Дернулся было тут же Малахов к телефону: мол, надо выяснить, на месте ли Гурам Ильич, а то как бы зря не пришлось… прокатиться… да и в чужой дом, когда нет хозяина, как-то… обыск в отсутствие Ованесова…
Но Никита, перехватив его движение, твердо и решительно положил свою жесткую ладонь на аппарат
– Нет нужды, – сказал, незаметно для майора подмигнув Турецкому. – Читал, Малахов, что писал Петр Великий в своем Морском уставе? «Порядки писаны, а времен и случае нет». Знаешь, о чем речь? То-то и оно, что знаешь. Ну что ж, тогда, значит, придется тебе с нами ехать: твоя ведь епархия, Малахов, так? А этот твой подопечный давно уже у меня вот тут сидит. – Никита ткнул себя указательным пальцем справа от пупка. – В печени, понял, Малахов?
Майор как-то непонятно сник, но сразу же стал суетливым, отчего его сходство с толстой бабой обозначилось еще больше.
– Да какой же он мой?.. Мы и знакомы-то…
– Знакомы, знакомы, и достаточно хорошо, – с усмешкой успокоил его Никита. – Как представитель местных органов. Мне многое о тебе давно известно, Малахов… Ну будет трепаться, время – деньги, уже пора ехать, двигай за нами.
Они вышли из кабинета, Малахов повернулся, чтобы запереть свою дверь, но вдруг, словно вспомнив о чем-то невероятно важном и экстренном, буквально ринулся обратно в свой кабинет, на ходу крикнув, что забыл… А что он забыл, про то не успел сказать, ибо дверь за ним со щелчком захлопнулась.

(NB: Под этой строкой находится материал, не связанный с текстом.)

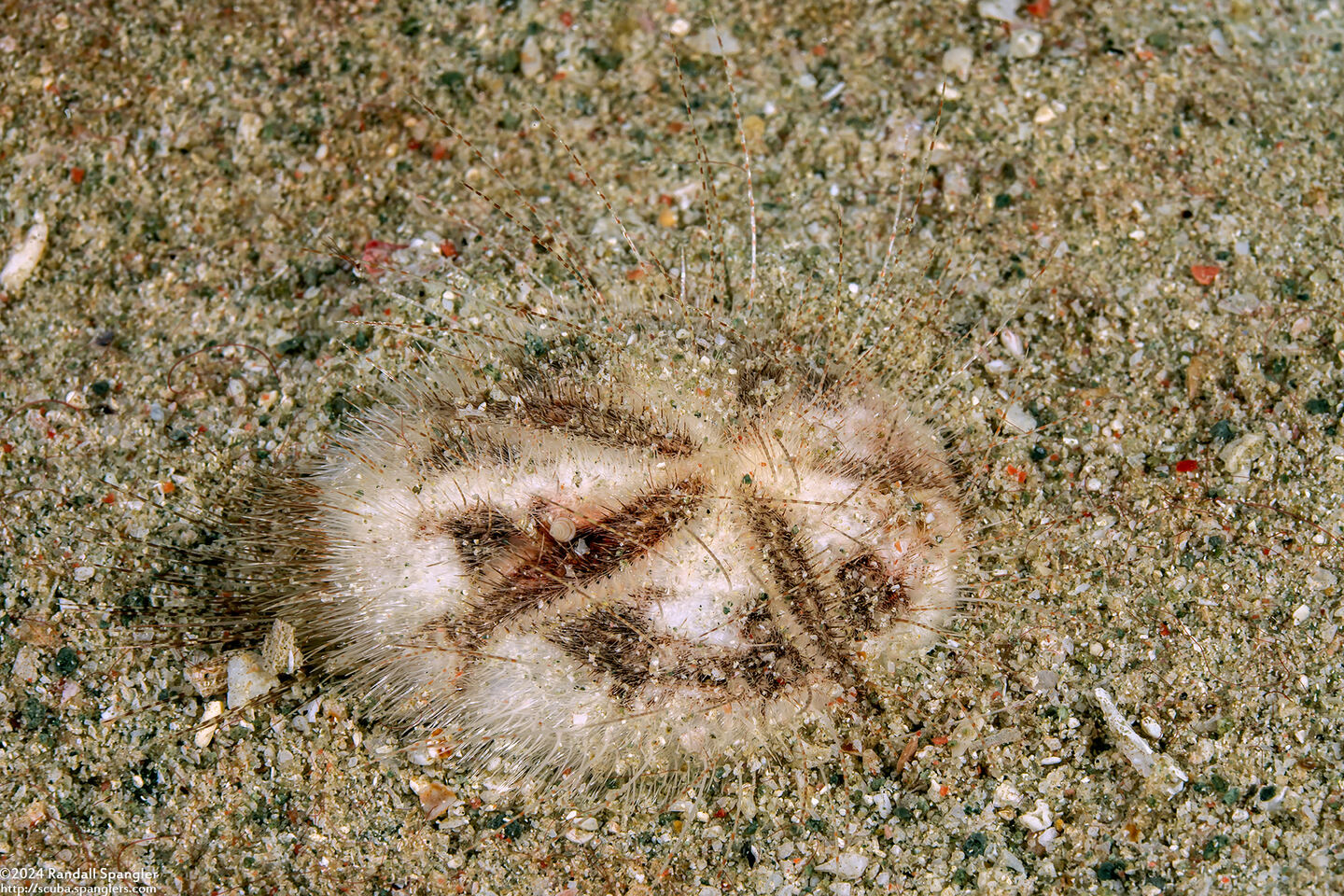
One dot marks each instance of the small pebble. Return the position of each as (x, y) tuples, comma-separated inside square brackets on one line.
[(27, 664), (1017, 418), (1038, 819), (714, 43), (849, 865), (1025, 43), (436, 798), (247, 679), (956, 61), (207, 733)]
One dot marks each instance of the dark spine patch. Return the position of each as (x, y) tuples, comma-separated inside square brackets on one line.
[(549, 568)]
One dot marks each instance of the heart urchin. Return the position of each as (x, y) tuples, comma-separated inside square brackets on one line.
[(620, 560)]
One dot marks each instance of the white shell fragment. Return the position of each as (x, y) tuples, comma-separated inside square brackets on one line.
[(26, 257), (207, 731), (247, 679), (1136, 749), (278, 651)]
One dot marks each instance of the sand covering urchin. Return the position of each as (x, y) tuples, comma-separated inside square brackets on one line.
[(607, 562)]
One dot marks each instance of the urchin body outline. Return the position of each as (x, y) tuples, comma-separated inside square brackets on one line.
[(610, 566)]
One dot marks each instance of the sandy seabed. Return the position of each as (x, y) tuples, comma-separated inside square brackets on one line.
[(1151, 702)]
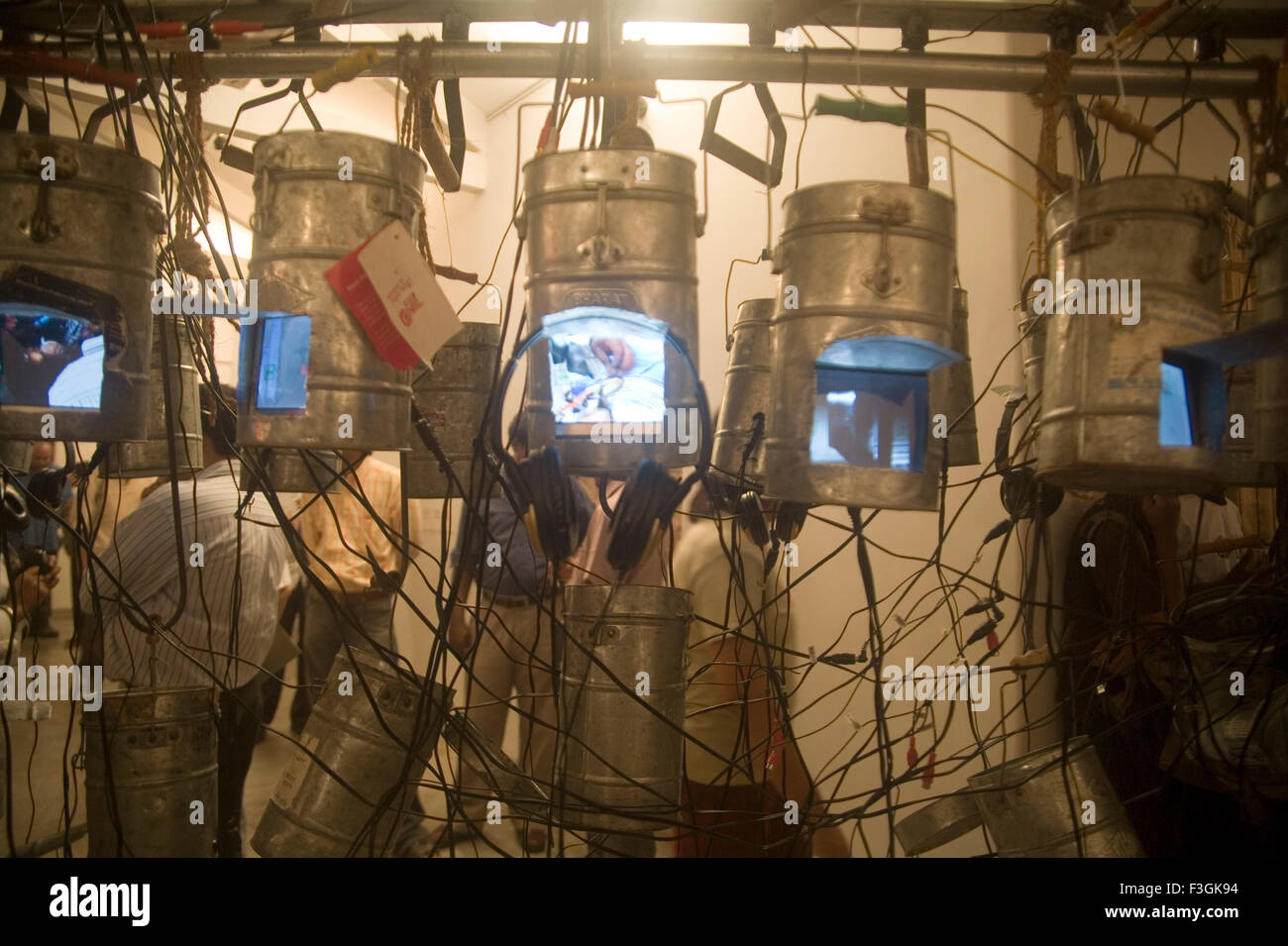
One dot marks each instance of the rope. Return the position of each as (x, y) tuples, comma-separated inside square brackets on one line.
[(192, 172), (415, 71)]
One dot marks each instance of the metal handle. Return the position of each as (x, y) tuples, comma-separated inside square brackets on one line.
[(768, 172), (600, 248)]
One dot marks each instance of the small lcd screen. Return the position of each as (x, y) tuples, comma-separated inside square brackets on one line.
[(606, 379), (1173, 409), (50, 360), (283, 362), (870, 418)]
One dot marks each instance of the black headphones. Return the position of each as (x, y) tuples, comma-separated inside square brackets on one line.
[(218, 420), (1021, 490), (542, 491), (13, 511)]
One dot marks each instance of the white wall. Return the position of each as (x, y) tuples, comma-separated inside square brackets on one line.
[(995, 227)]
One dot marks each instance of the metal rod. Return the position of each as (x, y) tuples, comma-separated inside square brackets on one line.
[(741, 64), (1237, 18)]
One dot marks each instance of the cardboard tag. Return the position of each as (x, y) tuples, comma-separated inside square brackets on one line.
[(394, 295)]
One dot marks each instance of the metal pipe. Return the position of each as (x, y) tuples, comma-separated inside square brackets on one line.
[(741, 64)]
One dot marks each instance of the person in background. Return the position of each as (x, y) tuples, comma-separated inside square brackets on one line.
[(734, 796), (38, 545), (346, 546), (217, 619), (510, 636)]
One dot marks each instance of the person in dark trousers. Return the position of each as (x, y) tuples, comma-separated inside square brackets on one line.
[(220, 617), (507, 643)]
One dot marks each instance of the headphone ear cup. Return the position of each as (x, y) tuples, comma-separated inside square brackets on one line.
[(1022, 491), (649, 498), (550, 503), (14, 510)]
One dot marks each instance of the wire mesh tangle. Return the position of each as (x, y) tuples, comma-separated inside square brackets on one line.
[(939, 672)]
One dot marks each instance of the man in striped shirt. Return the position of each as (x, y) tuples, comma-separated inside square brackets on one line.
[(196, 606)]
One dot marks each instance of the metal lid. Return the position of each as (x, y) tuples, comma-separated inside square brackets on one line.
[(867, 205), (755, 310), (621, 168)]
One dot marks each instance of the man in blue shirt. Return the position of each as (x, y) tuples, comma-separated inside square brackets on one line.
[(38, 545)]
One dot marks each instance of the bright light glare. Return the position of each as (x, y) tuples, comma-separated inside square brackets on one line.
[(688, 34), (218, 232)]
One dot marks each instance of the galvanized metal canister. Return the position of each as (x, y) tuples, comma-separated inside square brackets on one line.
[(294, 470), (149, 756), (1270, 240), (151, 457), (1228, 740), (746, 394), (613, 228), (307, 218), (93, 223), (1100, 398), (454, 395), (312, 813), (622, 764), (1239, 464), (4, 800), (858, 262), (964, 438), (1033, 806)]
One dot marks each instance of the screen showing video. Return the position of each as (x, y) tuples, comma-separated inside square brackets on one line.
[(1173, 409), (870, 418), (605, 379), (50, 360), (283, 362)]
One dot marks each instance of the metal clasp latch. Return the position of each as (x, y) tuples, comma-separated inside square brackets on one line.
[(42, 227), (601, 249), (881, 277)]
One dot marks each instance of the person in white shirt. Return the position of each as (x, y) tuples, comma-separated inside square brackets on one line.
[(734, 795), (198, 611)]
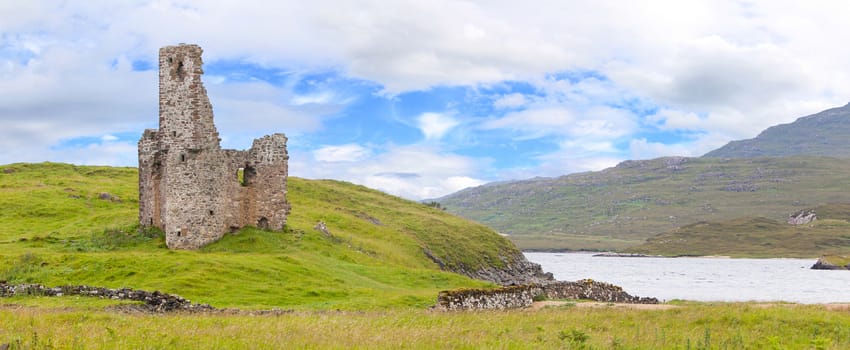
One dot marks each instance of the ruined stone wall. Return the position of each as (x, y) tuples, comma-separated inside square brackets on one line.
[(513, 297), (188, 185)]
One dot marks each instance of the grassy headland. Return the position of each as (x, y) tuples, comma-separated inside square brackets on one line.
[(58, 226), (692, 326)]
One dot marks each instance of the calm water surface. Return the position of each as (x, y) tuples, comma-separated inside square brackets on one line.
[(705, 279)]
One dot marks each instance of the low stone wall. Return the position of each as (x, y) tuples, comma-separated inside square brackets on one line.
[(592, 290), (514, 297), (487, 299), (153, 301)]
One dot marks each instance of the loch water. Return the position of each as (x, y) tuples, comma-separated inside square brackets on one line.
[(704, 279)]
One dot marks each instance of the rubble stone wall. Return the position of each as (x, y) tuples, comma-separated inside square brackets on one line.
[(188, 186), (513, 297)]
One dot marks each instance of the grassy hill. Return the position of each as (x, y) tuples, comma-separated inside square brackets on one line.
[(823, 134), (66, 224), (621, 207), (758, 237)]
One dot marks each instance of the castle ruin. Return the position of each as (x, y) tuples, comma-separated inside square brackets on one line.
[(188, 186)]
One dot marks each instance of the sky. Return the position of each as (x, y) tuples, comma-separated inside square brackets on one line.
[(424, 98)]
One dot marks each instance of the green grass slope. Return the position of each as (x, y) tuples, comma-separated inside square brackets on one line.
[(758, 237), (622, 206), (55, 228), (823, 134)]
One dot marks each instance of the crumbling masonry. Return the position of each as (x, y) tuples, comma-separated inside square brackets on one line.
[(188, 186)]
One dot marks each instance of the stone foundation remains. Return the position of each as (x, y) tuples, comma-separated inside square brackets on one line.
[(188, 186), (513, 297)]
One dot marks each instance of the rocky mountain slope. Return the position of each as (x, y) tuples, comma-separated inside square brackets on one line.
[(785, 169), (622, 206)]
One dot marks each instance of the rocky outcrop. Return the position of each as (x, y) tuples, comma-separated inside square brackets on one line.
[(519, 271), (827, 263), (153, 301), (514, 297)]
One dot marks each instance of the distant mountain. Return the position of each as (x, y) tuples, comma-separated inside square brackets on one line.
[(758, 237), (620, 207), (786, 168), (823, 134)]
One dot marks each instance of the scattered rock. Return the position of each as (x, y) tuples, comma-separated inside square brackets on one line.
[(823, 263), (321, 227), (803, 217), (108, 197), (513, 297)]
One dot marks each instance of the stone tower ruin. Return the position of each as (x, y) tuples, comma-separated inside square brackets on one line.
[(188, 186)]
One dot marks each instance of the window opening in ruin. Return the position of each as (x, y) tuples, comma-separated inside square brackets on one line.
[(263, 223), (246, 175)]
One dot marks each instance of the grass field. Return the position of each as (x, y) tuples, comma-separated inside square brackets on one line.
[(56, 229), (691, 326), (366, 285)]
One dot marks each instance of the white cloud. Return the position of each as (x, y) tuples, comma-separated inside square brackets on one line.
[(721, 69), (341, 153), (510, 101), (413, 172), (435, 125)]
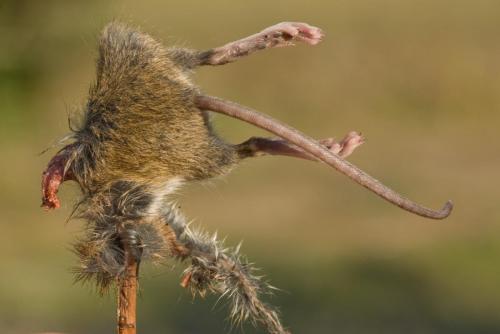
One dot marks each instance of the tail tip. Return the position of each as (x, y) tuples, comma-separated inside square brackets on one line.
[(446, 210)]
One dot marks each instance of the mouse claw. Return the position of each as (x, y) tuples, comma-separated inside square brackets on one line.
[(346, 146), (287, 31)]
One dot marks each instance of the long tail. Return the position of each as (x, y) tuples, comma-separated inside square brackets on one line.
[(314, 148)]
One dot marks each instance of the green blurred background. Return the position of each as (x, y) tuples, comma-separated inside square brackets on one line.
[(419, 78)]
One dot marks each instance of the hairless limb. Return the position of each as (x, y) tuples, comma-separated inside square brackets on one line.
[(317, 150), (279, 35), (257, 146), (55, 174)]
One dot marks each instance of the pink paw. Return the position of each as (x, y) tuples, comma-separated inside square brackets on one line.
[(346, 146), (295, 31)]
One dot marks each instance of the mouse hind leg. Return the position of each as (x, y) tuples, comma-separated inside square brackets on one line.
[(279, 35), (258, 146)]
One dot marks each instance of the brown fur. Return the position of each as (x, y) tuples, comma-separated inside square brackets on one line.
[(140, 123)]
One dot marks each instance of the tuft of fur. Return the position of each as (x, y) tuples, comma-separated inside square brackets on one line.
[(215, 268)]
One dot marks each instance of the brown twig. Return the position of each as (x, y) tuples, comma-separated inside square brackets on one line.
[(127, 296)]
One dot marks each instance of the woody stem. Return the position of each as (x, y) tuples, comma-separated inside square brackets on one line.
[(127, 296)]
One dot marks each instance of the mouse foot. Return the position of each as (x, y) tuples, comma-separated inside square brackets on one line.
[(346, 146), (284, 33)]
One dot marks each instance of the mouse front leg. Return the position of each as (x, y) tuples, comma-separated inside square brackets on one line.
[(258, 146), (54, 175), (280, 35)]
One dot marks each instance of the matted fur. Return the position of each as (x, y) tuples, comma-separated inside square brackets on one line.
[(139, 138)]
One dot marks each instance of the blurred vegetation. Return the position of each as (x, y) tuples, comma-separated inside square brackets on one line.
[(420, 79)]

– Вот же стервец! – Емельяненко с насмешкой посмотрел майору вслед и обернулся к Турецкому. – Это он предупредить хочет. Все ведь время только о том и думал, на морде ж написано. Ну и черт с ним, все равно уже опоздал, наши, – он поглядел на часы, – обложили Гурама. А этот дурак даже не понимает, что сам себе петлю мылит. Ну пусть. Идем.
Малахов догнал их на крыльце. Он был красный, словно вареный рак, и ожесточенно вытирал круглое лицо мятым носовым платком далеко не первой свежести. Затем, спрятав платок в брючный карман, достал из кармана неглаженого своего кителя пистолет Макарова и предъявил его Емельяненко и Турецкому.
– Чуть было не забыл, а как же на такое дело без оружия… – заторопился, оправдывая свой побег обратно в кабинет, хотя никто по этому поводу еще не сказал ему ни слова. Однако чует кошка, чье мясо съела.
Турецкий отметил лишь мимолетный брезгливый взгляд Никиты.
В машине Малахов вел себя беспокойно, вертелся, распространяя вокруг себя неприятный запах сырости и затхлости. Ну будто ты залез в старый, заброшенный погреб. А чтобы хоть каким-то образом затушевать свое беспокойство и растерянность, стал живо интересоваться внутренней начинкой полицейского «форда», которого до сей поры ему, оказывается, и видеть не приводилось, не говоря о том, чтобы ехать в нем.
– А это чего? А это зачем?.. – И, выслушивая предельно краткие, а оттого не совсем понятные – речь ведь о сложнейшей технике! – ответы Никиты, майор не то с восхищением, не то с осуждением качал лысеющей, с зализанными потными волосами головой. – Ну надо же! Вот ведь придумают, сволота, капиталисты проклятые! Куда уж нам до них! – И все в таком же духе, обмахиваясь фуражкой со следами пота на тулье. Но глаза его при этом воровато перебегали с Турецкого на Емельяненко и обратно.
К шикарному, выстроенному из красного, модного нынче кирпича особняку, или, вернее, трехэтажному высокому коттеджу Ованесова, стоящему отдельно, почти у самой кромки берега неширокой реки, подъехали быстро. Дорога сюда была не просто хорошей, а отличной. Ничего, видать, не жалело родное государство для новых своих предпринимателей: ведь подобное шоссе по нынешним деньгам даже и не сотни миллионов стоит, кто ж зря свои личные деньги выбрасывать станет? Естественно, только государство. Бегущее по густому перелеску, это шоссе напоминало обычные, перекрытые гаишным «кирпичом» подъезды к дачам верных слуг народа– что в прежние времена, что сегодня. Сквозь редкие просветы в зарослях было видно, что вдалеке возводились подобные особняки – шикарное место было отведено областной и районной властями под индивидуальные застройки, чего ж не возводить-то? Опять же были бы деньги, большие, разумеется.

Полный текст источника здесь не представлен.